Nach eini­ger Zeit wol­len wir zurück zum Fahr­zeug, da fan­gen die Nas­hör­ner plötz­lich an in unse­re Rich­tung zu lau­fen, wer­den immer schnel­ler. „Wuss­te ich es doch, das war kei­ne gute Idee!“, den­ke ich nur. Aber die Situa­ti­on bleibt zum Glück ruhig und ich bin froh als wir wie­der am Fahr­zeug ange­kom­men sind und ich die Aus­sicht genie­ßen kann. 

Beson­ders vie­le Tie­re gibt es im Mat­obo-Natio­nal­park nicht zu sehen, im Gegen­teil zu ande­ren afri­ka­ni­schen Natio­nal­parks. Für mich war es aller­dings die ers­te Safa­ri über­haupt und mich begeis­tert jede ein­zel­ne Gazel­le. Immer wie­der stei­gen wir aus und lau­fen ein Stück. An ver­schie­de­nen Stel­len beob­ach­ten wir Nas­hör­ner, ent­de­cken eine Grup­pe Zebras und bewun­dern Jahr­tau­sen­de alte Wand­ma­le­rei­en. 

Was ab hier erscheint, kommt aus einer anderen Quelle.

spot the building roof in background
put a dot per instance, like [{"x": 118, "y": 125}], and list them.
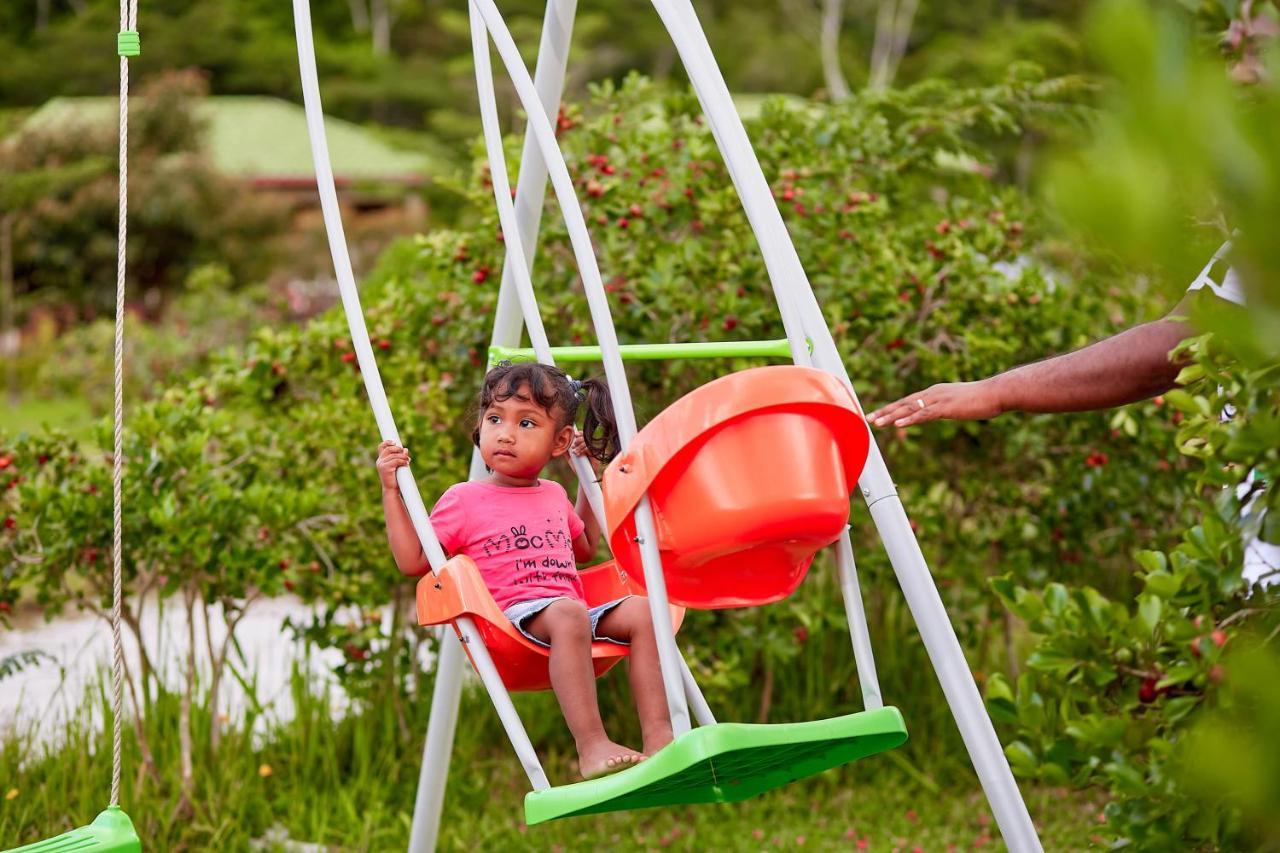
[{"x": 264, "y": 140}]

In der Däm­me­rung wer­den wir im Licht eines knall­ro­ten Son­nen­un­ter­gangs wie­der nach Bula­wayo gebracht. Dort las­sen wir den letz­ten Abend in unse­rem Lieb­lings­re­stau­rant „The Smoke­house“ aus­klin­gen, bevor es für mich am nächs­ten Mor­gen zurück nach Deutsch­land geht.